WASHINGTON, DC (WUSA 9)--The FDA is being urged by the Center for Science in the Public Interest to determine safer limits on high fructose corn syrup and other sugars in soft drinks.
CSPI filed a 54 page regulatory petition today, which detailed,"substantial scientific evidence that added sugars, especially in drinks, causes weight gain, obesity, and chronic diseases like diabetes, heart disease and gout."
The consumer advocacy organization points out that a typical 20-ounce bottle of soda containing about 16 teaspoons of sugars from high-fructose corn syrup, that's twice the daily limit recommended by the American Heart Association.
Walter Willett, professor of nutrition and epidemiology at the Harvard School of Public Health says, "The evidence is so strong that it is essential the FDA uses it's authority." Willet and his colleagues, who also signed the petition, have completed their own studies illustrating a connection between these sugary drinks and major health problems, such as diabetes and obesity.
However, the nonprofit Center for Consumer Freedom, is adamant that this complaint is not only "absurdly misguided" but also discounts other major research, such as the American Journal of Clinical Nutrition, which published a recent study that finds Americans have actually cut down on their sugar intake.
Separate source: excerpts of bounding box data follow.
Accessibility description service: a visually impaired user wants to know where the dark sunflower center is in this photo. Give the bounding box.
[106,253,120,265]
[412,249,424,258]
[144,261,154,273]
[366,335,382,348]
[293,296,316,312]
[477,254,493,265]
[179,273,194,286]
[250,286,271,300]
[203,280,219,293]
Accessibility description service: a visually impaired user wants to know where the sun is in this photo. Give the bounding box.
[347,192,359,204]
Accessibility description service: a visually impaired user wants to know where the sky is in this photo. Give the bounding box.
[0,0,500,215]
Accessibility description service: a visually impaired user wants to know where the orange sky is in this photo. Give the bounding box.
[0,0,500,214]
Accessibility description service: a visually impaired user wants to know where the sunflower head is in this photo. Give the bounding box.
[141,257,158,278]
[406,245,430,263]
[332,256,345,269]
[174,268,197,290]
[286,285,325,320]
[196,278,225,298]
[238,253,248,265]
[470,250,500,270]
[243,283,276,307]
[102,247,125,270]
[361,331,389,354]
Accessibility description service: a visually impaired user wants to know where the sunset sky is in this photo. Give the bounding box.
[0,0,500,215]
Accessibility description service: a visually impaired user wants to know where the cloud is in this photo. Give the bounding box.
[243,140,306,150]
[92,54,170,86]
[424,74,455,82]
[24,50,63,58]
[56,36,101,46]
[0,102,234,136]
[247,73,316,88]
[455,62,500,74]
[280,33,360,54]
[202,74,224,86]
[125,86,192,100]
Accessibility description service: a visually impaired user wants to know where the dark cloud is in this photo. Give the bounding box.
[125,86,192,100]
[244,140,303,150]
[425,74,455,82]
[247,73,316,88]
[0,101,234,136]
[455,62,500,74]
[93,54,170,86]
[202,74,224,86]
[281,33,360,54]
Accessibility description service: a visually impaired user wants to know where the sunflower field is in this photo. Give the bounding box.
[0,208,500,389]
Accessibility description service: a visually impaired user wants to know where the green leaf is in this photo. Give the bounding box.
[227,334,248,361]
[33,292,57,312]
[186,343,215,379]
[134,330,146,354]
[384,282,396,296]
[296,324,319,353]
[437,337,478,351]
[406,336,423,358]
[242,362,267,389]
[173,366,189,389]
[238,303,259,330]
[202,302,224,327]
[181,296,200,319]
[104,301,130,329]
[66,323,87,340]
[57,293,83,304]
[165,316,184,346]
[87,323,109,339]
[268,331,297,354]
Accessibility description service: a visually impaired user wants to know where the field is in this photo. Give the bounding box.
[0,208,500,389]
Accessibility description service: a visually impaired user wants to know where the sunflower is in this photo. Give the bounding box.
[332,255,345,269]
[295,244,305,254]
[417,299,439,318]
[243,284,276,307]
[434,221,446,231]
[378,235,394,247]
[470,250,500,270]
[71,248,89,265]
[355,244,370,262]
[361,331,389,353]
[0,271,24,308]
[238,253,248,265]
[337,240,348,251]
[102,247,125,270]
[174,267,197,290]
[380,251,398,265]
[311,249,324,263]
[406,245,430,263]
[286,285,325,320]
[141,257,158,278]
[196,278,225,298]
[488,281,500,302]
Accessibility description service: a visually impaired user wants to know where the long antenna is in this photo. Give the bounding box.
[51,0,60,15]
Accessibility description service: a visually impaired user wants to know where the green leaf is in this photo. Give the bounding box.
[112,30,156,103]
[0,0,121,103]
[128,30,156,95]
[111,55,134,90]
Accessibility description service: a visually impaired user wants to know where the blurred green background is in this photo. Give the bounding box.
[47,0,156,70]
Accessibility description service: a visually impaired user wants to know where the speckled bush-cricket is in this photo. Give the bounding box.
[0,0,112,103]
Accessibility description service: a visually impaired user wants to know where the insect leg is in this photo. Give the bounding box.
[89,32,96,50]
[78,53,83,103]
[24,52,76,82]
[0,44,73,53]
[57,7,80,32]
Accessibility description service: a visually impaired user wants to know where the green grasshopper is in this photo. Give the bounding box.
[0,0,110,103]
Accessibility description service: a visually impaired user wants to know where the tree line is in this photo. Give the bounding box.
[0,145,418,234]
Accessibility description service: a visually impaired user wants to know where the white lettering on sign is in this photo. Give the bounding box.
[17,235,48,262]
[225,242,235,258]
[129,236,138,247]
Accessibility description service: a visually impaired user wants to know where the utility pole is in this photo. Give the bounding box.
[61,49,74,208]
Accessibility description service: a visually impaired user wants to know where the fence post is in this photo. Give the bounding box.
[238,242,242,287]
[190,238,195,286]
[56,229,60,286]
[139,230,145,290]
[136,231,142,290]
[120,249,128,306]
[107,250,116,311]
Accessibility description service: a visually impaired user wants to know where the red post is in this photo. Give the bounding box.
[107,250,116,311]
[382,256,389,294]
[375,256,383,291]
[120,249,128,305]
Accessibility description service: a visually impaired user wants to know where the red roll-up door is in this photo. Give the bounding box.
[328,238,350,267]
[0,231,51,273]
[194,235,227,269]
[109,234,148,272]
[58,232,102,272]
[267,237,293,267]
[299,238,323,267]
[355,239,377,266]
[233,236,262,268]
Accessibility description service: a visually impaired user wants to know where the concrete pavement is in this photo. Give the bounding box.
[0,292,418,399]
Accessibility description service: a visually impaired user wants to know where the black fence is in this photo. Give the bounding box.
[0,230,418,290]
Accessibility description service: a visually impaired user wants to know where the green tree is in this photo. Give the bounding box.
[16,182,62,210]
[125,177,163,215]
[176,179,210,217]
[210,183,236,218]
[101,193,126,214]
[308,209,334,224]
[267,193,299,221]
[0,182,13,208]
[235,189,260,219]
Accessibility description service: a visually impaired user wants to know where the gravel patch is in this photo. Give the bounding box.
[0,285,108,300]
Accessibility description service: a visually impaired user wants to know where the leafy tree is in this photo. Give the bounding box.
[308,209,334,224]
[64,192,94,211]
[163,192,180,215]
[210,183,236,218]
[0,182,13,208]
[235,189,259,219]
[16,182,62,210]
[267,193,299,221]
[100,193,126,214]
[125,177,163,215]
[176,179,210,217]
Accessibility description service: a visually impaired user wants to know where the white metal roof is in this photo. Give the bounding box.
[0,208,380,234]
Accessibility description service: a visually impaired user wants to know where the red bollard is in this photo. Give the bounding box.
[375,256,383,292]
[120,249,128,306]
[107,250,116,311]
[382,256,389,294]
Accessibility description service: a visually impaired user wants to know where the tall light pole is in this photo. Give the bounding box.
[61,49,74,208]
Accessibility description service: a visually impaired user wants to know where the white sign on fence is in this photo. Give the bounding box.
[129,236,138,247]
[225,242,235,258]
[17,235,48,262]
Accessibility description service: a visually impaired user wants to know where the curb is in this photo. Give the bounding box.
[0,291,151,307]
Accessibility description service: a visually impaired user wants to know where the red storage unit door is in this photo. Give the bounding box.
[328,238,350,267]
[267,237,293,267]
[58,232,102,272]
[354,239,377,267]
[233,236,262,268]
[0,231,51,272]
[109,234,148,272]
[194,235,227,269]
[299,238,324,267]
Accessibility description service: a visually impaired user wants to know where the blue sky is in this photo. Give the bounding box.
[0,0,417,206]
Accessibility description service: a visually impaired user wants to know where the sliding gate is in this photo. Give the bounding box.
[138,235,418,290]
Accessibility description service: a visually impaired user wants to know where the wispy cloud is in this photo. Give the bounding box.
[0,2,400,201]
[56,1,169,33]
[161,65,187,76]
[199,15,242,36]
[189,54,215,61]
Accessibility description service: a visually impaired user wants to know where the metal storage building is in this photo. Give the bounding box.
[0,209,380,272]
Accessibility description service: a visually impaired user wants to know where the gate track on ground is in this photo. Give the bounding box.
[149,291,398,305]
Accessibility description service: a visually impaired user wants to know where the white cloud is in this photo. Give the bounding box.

And further research from the Centers for Disease Control and Prevention has predicted that obesity is actually leveling out.
Justin Wilson, the Center for Consumer Freedom's Senior Research Analyst says, "We think consumers should be able to choose for themselves. We're losing track of what personal responsibility means." The overstepping of consumer boundaries is a primary concern for CCF.
While high-fructose corn syrup, sucrose and other sugars have been "generally recognized as safe" by the FDA, CSPI argues that this new scientific evidence should push the FDA to act.
But whether or not this "new scientific evidence" is legitimate is debatable, according to Wilson. "Comparing sugar to anthrax is like comparing a credible scientist to the Center for Science in the Public Interest," he said.
This is not the first time CSPI has fought for major changes in soda consumption. In 2006, the organization threatened to sue soft-drink companies for their misleading advertisements, forcing soft-drink companies to remove high-calorie soft drinks from schools.